LaSalle still serves as an appellate court judge, a powerful position, but he could have made history as the first Latino to serve as chief judge. And he had significant support among many Latino politicians, officials and advocates – something that Hochul relied on when pitching her nominee – and from some political bigwigs like House Minority Leader Hakeem Jeffries. Instead, LaSalle made history as the first gubernatorial nominee to the Court of Appeals who was rejected by the state Senate, a major defeat right at the start of Hochul’s full first term after getting elected. Obviously, this is not the way he would have liked to be remembered.
– Rebecca C. Lewis
The one who didn’t resign
In 2022, Assembly Member Juan Ardila told City & State that “when the left organizes, we win.” At the time, Ardila was a rising star in progressive politics and was fresh from edging out other more moderate candidates in the Democratic primary for Assembly District 37. Along the way, he racked up endorsements from left-wing heavy hitters like Rep. Alexandria Ocasio-Cortez and had the backing of the Working Families Party.

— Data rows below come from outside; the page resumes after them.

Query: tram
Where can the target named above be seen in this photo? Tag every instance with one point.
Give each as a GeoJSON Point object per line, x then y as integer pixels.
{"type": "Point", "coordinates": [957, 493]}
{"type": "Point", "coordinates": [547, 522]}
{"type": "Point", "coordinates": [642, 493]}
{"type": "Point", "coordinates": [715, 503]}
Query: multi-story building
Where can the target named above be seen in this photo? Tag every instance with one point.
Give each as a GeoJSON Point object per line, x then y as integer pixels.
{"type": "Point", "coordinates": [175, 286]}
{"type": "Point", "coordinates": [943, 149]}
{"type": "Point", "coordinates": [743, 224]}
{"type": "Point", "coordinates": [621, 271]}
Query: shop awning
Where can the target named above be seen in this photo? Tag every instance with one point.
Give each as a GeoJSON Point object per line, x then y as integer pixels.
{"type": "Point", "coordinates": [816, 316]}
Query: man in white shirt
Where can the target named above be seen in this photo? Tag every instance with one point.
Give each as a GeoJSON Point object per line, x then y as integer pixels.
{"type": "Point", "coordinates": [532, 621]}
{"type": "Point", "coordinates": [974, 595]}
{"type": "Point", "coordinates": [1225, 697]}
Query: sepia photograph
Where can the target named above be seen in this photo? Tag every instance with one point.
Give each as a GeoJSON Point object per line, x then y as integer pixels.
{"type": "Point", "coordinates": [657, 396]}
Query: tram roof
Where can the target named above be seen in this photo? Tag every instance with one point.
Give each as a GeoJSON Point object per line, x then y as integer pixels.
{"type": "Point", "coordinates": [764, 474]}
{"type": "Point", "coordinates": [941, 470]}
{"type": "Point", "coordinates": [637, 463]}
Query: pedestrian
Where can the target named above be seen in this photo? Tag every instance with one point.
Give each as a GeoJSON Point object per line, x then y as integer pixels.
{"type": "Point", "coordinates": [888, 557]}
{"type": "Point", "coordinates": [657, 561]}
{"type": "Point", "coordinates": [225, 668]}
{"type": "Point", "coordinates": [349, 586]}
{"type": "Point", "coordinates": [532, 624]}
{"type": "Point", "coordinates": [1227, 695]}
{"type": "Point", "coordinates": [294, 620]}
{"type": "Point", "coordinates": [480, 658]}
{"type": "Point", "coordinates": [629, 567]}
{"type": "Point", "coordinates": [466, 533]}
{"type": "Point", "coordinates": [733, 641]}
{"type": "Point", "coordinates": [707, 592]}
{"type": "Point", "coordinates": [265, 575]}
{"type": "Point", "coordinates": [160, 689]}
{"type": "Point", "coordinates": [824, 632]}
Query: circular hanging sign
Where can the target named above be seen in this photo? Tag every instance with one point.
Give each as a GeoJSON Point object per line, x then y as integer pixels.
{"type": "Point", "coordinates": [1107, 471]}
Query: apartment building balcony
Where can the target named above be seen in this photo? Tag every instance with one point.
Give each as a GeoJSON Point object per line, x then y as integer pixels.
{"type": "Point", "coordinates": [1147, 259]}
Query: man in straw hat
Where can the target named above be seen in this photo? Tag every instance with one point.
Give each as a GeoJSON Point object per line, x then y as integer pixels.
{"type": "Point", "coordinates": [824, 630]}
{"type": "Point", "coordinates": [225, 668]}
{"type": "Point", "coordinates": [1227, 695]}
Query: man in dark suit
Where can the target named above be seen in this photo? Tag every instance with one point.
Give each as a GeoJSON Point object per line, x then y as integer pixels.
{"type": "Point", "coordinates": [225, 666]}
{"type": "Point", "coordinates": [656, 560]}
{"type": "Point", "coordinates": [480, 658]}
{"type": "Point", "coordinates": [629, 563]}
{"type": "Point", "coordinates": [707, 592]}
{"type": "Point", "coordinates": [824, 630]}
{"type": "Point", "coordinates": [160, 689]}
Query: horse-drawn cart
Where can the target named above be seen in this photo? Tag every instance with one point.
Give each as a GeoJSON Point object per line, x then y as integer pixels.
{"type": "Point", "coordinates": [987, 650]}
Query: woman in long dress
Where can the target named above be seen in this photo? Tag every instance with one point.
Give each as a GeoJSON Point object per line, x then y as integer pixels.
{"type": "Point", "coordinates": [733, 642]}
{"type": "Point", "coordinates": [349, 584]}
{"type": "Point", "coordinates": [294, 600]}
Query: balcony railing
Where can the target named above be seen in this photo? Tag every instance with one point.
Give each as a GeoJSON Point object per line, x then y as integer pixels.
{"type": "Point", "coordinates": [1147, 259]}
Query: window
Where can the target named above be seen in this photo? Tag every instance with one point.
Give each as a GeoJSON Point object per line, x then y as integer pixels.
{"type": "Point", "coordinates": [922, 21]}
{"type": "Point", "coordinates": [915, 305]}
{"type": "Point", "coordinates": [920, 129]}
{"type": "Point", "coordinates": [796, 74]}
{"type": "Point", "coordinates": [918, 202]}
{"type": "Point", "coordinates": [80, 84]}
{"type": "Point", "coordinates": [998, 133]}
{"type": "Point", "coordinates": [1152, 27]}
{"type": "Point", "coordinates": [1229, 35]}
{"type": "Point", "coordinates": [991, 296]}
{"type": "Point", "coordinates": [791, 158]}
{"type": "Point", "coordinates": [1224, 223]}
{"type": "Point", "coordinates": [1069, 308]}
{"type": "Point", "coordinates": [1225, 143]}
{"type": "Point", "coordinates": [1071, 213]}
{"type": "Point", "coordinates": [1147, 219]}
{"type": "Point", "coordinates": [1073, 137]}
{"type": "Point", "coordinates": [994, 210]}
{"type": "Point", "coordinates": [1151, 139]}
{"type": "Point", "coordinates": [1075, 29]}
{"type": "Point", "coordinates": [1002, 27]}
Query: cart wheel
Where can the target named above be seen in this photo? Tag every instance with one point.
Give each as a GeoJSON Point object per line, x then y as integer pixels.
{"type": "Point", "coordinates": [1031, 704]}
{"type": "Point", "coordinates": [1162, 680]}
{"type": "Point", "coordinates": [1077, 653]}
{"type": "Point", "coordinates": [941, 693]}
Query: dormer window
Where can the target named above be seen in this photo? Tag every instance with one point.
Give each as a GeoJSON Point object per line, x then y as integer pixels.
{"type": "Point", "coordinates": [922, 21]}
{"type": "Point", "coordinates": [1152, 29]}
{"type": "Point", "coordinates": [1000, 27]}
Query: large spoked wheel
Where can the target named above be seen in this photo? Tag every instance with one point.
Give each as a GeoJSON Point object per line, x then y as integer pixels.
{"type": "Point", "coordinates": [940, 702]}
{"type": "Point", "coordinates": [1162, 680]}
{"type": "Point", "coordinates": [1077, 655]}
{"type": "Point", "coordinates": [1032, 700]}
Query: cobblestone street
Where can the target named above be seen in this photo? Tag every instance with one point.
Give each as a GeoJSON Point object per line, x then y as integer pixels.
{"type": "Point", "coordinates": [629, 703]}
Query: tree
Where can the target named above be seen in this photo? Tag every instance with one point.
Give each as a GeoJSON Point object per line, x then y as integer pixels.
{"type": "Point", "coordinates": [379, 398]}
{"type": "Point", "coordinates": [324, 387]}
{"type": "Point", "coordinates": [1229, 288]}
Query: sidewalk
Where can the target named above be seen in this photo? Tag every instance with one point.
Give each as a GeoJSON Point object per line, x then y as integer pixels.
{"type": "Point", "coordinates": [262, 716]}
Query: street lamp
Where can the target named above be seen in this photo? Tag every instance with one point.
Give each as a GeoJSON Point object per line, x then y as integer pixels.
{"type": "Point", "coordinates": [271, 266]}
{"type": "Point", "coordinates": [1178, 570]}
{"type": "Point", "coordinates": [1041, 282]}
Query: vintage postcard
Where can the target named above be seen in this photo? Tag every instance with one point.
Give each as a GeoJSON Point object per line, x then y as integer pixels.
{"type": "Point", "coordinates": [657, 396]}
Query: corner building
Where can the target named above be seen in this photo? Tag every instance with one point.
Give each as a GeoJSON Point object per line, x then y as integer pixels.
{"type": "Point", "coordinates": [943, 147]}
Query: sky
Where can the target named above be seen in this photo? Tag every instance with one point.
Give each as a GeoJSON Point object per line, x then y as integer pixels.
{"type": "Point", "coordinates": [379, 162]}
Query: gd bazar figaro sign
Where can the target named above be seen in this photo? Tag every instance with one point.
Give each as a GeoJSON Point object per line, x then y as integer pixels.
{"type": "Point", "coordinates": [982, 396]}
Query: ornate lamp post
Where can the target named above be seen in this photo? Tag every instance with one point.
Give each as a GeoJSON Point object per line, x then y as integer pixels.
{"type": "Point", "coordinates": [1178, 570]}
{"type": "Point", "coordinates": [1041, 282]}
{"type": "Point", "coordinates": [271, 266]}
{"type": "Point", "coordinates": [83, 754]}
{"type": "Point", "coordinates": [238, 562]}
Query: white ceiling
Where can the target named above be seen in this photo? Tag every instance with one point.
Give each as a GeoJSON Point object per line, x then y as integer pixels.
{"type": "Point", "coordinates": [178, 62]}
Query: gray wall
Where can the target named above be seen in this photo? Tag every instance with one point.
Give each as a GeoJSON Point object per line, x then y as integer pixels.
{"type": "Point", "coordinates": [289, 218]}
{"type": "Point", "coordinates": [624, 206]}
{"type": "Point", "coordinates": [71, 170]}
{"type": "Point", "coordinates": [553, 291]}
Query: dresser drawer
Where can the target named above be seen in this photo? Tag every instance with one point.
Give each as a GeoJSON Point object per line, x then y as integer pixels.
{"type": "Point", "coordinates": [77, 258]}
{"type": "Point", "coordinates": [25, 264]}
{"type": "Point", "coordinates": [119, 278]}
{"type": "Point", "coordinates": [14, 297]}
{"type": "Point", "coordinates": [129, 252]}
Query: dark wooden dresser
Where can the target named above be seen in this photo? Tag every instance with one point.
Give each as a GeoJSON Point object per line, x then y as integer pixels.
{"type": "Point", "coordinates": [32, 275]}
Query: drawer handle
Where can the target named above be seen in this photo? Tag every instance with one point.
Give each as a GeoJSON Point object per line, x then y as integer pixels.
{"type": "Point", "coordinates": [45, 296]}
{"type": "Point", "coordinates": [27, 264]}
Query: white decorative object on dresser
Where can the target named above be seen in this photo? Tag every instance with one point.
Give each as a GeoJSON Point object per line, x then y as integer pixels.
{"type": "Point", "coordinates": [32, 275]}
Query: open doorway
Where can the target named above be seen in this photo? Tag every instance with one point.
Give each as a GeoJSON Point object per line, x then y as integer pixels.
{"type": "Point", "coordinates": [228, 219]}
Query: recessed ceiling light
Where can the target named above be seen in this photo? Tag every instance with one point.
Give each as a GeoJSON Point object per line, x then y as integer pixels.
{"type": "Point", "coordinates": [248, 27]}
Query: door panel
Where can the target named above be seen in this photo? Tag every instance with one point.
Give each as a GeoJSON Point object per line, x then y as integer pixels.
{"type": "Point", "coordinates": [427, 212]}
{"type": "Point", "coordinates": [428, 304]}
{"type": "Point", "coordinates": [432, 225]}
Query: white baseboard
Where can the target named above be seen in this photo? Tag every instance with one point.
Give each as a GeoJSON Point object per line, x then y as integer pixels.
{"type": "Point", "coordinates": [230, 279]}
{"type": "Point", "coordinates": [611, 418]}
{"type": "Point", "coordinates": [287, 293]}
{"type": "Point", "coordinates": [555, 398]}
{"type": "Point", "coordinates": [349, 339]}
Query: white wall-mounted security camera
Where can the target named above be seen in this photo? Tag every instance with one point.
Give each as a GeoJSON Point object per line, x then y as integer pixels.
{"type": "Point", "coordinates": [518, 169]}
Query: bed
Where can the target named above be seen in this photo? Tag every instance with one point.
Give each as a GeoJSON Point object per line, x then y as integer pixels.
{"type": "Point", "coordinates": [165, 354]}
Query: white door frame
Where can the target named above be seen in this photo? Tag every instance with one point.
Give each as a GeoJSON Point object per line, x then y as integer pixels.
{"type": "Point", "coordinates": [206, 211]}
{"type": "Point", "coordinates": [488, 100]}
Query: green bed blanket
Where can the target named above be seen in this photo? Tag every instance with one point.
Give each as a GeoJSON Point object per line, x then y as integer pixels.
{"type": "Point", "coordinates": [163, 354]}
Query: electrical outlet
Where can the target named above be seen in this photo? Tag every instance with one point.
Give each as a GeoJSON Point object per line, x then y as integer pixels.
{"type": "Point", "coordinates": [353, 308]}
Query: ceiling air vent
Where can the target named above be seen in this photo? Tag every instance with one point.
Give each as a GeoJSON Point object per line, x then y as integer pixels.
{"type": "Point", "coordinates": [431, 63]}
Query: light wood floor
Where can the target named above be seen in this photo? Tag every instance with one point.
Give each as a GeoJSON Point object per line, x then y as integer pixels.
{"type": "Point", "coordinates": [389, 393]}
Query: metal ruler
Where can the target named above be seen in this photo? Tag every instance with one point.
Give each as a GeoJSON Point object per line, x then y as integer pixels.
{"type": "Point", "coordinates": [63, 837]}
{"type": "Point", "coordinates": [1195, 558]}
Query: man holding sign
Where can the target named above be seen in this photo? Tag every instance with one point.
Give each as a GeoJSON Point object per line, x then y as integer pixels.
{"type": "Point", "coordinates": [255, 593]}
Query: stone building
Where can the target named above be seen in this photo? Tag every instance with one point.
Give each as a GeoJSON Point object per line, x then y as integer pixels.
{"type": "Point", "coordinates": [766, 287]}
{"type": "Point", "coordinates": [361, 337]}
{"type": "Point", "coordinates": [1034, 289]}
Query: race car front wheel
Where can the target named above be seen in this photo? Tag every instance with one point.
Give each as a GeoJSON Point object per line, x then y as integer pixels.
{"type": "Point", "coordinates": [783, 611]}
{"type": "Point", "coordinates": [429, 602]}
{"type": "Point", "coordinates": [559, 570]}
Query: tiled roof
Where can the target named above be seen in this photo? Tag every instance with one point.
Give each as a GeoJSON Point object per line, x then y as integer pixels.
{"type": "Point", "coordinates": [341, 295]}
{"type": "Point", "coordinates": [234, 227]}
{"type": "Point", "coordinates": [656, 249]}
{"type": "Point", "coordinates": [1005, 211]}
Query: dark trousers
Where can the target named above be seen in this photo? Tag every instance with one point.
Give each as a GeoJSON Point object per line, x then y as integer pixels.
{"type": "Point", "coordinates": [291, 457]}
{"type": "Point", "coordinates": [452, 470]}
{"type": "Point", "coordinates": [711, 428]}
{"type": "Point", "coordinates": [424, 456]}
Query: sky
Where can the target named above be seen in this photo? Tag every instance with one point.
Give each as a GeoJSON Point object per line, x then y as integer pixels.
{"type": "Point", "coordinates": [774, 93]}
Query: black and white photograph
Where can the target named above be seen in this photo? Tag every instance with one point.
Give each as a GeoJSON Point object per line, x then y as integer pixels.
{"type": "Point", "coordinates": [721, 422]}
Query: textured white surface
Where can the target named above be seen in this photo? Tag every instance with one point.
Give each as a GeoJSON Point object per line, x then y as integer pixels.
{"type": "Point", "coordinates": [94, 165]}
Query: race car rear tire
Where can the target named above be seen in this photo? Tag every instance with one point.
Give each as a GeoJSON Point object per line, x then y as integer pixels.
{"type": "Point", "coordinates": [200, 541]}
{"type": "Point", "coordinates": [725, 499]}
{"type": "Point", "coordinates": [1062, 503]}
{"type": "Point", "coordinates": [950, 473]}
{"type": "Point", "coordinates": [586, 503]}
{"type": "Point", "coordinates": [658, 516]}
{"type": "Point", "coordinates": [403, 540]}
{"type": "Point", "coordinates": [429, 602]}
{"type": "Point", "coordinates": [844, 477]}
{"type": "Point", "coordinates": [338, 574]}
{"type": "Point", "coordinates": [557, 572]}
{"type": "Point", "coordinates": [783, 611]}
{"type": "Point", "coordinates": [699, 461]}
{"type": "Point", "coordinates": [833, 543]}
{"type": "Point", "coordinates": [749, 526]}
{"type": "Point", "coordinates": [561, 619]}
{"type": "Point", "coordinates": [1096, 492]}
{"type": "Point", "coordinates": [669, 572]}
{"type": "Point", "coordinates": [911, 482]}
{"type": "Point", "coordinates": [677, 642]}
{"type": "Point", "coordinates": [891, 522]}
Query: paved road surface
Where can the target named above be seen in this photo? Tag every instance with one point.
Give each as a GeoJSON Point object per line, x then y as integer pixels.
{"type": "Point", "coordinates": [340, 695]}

This year was a different story. In September, Ardila was accused by two women of sexual assault at a 2015 Halloween party. First reported by the Queens Chronicle, it was alleged Ardila began to forcibly touch an inebriated Fordham University student and exposed himself to another. Ardila attended Fordham University himself but had already graduated at the time of the party. Facebook messages obtained by the Daily News showed Ardila apologized to one of the women. Ardila initially publicly apologized after the initial reports were published, but then he reversed course and denied the allegations – even commissioning an investigation. Ardila has not been charged with a crime.
The reaction from lawmakers was swift and negative. Gov. Kathy Hochul, Ocasio-Cortez, Rep. Grace Meng, state Senate Majority Leader Andrea Stewart-Cousins, state Senate Deputy Majority Leader Mike Gianaris, Ardila’s former employer New York City Comptroller Brad Lander and other lawmakers called for his resignation.
In addition to the public shaming that followed the allegations, Ardila lost electoral support. Ocasio-Cortez’s Courage to Change PAC exited along with the member of Congress’ vote of confidence, as did the Working Families Party. Even worse for the Assembly member, the coalition that once supported him is rallying around his primary challenger.
Tenant and labor organizer Claire Valdez is backed by the Working Families Party and the Democratic Socialists of America, and in the meantime, Ardila is taking fundraising bruises and being stripped of responsibilities in the wake of the allegations.
As of now, Ardila is running for reelection. But he should be worried, the left is organizing.